According to the report, “the idea of participation is crucial to understanding what pubs, and locals in particular, are all about – why people are attracted to them and why they endure as a focus for social networks even in this digital age of online communities.

The report continues: “Having a drink (rather than just drinking) is essentially a social act – and the special features of the pub (the layout, the décor, the music, the games, the etiquette and, of course, the drinking) are all designed to promote positive social interaction.”

“In almost all drinking-places, in almost all cultures, the unwritten laws and customs involve some form of reciprocal drink-buying or sharing of drinks … This practice has been documented [and] long been recognized by anthropologists, sociologists ad even zoologists [as] fundamental … to the survival of any social species.”

Social activity

For many people, having a drink is a social activity yet – according to another definition – binge drinking is associated not just with drinking a certain number of units in a certain period of time, but the simple act of drinking in a large group.

That sounds pretty sociable to me – far better than sitting at home alone in front of a computer – yet campaigners would have us to believe that binge-drinking is anti-social.

In some cases, excessive drinking may result in anti-social behaviour, but I would argue, very strongly, that this is not the norm – and so-called binge-drinkers should NOT be made to feel guilty for the simple act of drinking, whether alone or as part of a larger group, unless they commit a criminal offence which the overwhelming majority never do.

Meanwhile many booze bans are being introduced with little or no public debate.

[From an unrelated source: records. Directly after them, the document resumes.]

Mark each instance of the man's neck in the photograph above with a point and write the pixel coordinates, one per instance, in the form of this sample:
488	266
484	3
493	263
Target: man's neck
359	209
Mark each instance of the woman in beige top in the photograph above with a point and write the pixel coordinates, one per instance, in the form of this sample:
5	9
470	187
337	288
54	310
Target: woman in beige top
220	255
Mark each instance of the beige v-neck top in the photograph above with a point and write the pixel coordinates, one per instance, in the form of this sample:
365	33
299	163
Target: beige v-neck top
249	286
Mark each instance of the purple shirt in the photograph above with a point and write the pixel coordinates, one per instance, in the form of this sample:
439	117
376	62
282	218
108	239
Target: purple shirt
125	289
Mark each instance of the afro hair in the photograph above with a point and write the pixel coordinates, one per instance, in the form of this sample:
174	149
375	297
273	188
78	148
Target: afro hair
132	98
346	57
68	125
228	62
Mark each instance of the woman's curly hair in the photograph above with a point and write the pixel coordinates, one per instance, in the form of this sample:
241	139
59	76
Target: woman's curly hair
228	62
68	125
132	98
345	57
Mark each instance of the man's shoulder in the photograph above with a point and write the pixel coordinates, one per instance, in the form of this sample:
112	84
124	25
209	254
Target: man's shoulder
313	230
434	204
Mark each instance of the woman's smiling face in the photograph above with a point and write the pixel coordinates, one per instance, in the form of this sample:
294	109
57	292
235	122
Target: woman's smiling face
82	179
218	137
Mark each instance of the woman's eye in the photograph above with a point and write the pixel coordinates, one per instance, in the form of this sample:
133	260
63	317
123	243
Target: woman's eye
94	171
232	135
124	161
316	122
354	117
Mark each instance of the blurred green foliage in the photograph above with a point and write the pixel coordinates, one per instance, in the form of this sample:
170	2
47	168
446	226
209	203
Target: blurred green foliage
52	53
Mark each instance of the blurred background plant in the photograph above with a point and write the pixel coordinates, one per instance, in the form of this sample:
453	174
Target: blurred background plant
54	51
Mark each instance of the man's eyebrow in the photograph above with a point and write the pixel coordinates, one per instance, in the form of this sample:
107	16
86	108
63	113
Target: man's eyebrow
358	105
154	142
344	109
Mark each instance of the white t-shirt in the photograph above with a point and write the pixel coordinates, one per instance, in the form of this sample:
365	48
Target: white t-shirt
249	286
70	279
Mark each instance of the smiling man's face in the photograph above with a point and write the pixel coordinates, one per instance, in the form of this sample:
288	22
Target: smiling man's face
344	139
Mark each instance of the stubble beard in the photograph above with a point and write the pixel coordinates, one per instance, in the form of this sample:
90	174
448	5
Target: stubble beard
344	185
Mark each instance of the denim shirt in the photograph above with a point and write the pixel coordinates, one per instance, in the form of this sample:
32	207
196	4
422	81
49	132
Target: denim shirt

They are simply being imposed on us – often at the instigation of a small but vociferous minority or unnecessarily fussy local councils and licensing boards.

Common sense

My concern is where this is all leading us. If I thought for one moment that politicians and health campaigners would tackle this issue with a bit of common sense, I would be far more positive.

Unfortunately politicians and the health industry never know when to stop. They are always looking for the next logical step. We’ve seen it with smoking, and I’m no doubt that we’ll experience it with drinking.

But I’ve witnessed at close hand the war on tobacco and I have seen the distortion of scientific evidence, the deliberate attempt to denormalise smoking and humiliate the consumer, and I worry that the war on alcohol will follow a very similar path.

Social etiquette should be set by society not officials. The idea that government should tell us how much to drink is patronizing and offensive.

The only impact these petty regulations, notices, warnings and laws will have on people’s drinking is in taking the joy out of it.